The university’s Pow Wow is in its 21st year.
“This is a student-run event that brings together the Washington University community, the broader St. Louis community and dancers and guests from across Indian country,” Tovar says.
“The Buder Scholars decide in unity on a theme, which will promote, guide and brings forth a heartfelt issue, celebration or meaning to gather in honor of American Indian/Alaska Natives.”
This year’s theme is “There is Wisdom and Wellness Within the Circle,” which explores the importance of health through the revitalization of traditional knowledge.
“Molly is committed to advancing educational opportunities for American Indians and has brought significant leadership in this area to our school,” says Edward F. Lawlor, PhD, dean of the Brown School and the William E. Gordon Distinguished Professor. “She is also providing great leadership in our broader diversity agenda.

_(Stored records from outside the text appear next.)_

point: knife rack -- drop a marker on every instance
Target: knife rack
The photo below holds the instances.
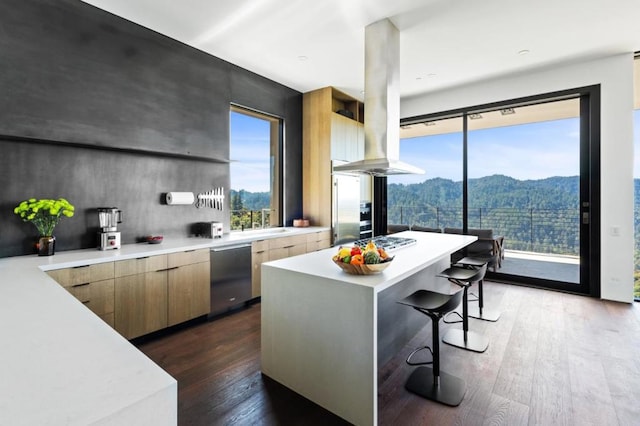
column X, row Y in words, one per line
column 213, row 199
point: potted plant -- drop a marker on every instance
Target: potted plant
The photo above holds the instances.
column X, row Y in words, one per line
column 45, row 215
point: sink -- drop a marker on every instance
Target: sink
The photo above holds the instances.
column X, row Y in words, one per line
column 267, row 231
column 259, row 232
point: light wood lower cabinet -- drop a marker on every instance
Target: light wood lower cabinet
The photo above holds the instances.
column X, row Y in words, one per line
column 92, row 285
column 141, row 295
column 189, row 294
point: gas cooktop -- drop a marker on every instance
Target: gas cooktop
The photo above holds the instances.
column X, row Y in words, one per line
column 388, row 243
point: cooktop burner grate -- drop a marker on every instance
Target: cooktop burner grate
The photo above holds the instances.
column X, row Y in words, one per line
column 386, row 242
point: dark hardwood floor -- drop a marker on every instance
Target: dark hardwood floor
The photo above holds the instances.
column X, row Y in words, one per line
column 553, row 359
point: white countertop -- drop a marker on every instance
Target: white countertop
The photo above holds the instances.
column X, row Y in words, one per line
column 407, row 260
column 62, row 365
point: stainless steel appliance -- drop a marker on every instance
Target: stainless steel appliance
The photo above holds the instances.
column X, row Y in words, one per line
column 345, row 207
column 230, row 277
column 388, row 243
column 108, row 236
column 366, row 224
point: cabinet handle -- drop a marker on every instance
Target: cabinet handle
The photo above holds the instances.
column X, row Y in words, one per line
column 80, row 285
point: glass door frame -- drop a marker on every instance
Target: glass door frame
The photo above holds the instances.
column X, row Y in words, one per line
column 589, row 183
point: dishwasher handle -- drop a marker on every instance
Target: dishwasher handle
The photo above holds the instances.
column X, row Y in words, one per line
column 233, row 247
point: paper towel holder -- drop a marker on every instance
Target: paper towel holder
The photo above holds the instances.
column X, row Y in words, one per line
column 179, row 198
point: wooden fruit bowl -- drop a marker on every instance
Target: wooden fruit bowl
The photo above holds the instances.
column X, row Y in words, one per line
column 366, row 269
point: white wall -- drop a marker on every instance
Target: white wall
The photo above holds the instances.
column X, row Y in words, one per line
column 615, row 75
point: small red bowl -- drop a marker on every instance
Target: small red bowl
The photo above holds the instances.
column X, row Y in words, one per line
column 155, row 239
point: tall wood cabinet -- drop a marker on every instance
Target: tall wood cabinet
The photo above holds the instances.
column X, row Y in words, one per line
column 333, row 129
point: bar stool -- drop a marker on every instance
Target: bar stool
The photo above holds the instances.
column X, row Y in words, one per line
column 464, row 338
column 431, row 383
column 478, row 312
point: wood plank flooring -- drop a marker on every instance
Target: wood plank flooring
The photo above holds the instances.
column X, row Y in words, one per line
column 553, row 359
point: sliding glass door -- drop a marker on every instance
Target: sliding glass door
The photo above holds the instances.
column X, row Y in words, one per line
column 529, row 172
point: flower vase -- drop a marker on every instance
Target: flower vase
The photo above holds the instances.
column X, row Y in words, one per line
column 47, row 246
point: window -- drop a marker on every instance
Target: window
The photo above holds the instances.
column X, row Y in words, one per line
column 255, row 169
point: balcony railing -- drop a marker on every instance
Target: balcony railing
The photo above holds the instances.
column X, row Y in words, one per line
column 554, row 231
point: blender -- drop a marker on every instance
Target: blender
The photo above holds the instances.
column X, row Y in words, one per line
column 108, row 236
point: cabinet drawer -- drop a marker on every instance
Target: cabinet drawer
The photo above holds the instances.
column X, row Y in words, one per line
column 140, row 265
column 293, row 240
column 97, row 296
column 82, row 274
column 71, row 276
column 102, row 271
column 259, row 246
column 187, row 258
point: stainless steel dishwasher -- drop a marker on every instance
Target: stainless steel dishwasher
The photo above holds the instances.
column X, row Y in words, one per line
column 230, row 277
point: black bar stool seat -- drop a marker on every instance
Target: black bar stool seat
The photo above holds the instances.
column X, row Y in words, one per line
column 463, row 338
column 478, row 312
column 431, row 383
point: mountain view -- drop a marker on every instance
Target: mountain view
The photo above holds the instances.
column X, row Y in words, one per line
column 533, row 215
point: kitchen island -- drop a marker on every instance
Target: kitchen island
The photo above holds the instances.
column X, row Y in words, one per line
column 325, row 332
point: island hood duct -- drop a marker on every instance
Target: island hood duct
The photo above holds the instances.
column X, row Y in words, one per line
column 382, row 104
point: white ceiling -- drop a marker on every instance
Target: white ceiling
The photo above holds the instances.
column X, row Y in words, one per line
column 308, row 44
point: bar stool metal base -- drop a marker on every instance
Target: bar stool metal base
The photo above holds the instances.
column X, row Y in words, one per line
column 485, row 315
column 449, row 390
column 474, row 342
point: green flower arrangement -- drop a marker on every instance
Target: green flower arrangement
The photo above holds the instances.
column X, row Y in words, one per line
column 44, row 214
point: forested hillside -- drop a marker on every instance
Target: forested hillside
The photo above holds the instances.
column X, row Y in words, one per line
column 489, row 192
column 534, row 215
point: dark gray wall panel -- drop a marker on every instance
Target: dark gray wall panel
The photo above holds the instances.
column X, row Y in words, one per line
column 91, row 178
column 77, row 74
column 101, row 111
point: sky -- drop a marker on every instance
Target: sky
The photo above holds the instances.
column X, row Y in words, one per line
column 531, row 151
column 528, row 151
column 250, row 151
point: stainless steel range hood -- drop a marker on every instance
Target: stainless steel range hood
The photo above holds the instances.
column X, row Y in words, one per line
column 382, row 104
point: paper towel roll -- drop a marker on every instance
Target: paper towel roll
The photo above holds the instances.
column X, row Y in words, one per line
column 177, row 198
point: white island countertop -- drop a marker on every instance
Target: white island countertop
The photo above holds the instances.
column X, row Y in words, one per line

“Her set of experiences and her great energy will advance our school’s plans in the area of diversity and cultural competency,” Lawlor says.
At the university level, Tovar works with various departments both at the Danforth Campus and the School of Medicine on special projects that advance leadership capacity and campus diversity.
“Washington University is an amazing institution, and what makes it amazing are the students, faculty, staff and community,” she says.
The four Rs also are evident in Tovar’s life outside of WUSTL. She has developed relationships with women in Panama and is working on a book, The Entrepreneur’s Spirit: American Indian Women edition.
“I have been working in Panama for the past six years,” she says. “I meet with village people to provide ideas for the indigenous women to strengthen and promote asset-building.”
She also mentors a teacher in the village of Volcan, Panama, and provides guidance on writing and obtaining grants from the Panamanian government to help fund a mobile classroom.
In her limited spare time, she hopes to begin exploring her new hometown, St. Louis.
Fast facts about Molly Tovar
Title: Director of the Kathryn M. Buder Center for American Indian Studies at the Brown School
Degrees: BS, vocal rehabilitation, University of Wisconsin-Stout; MAT, Oklahoma City University; EdD, Oklahoma State University
Other facts: She is a hot air balloonist, Native American art collector, birder, skier and member of the International Women Forum.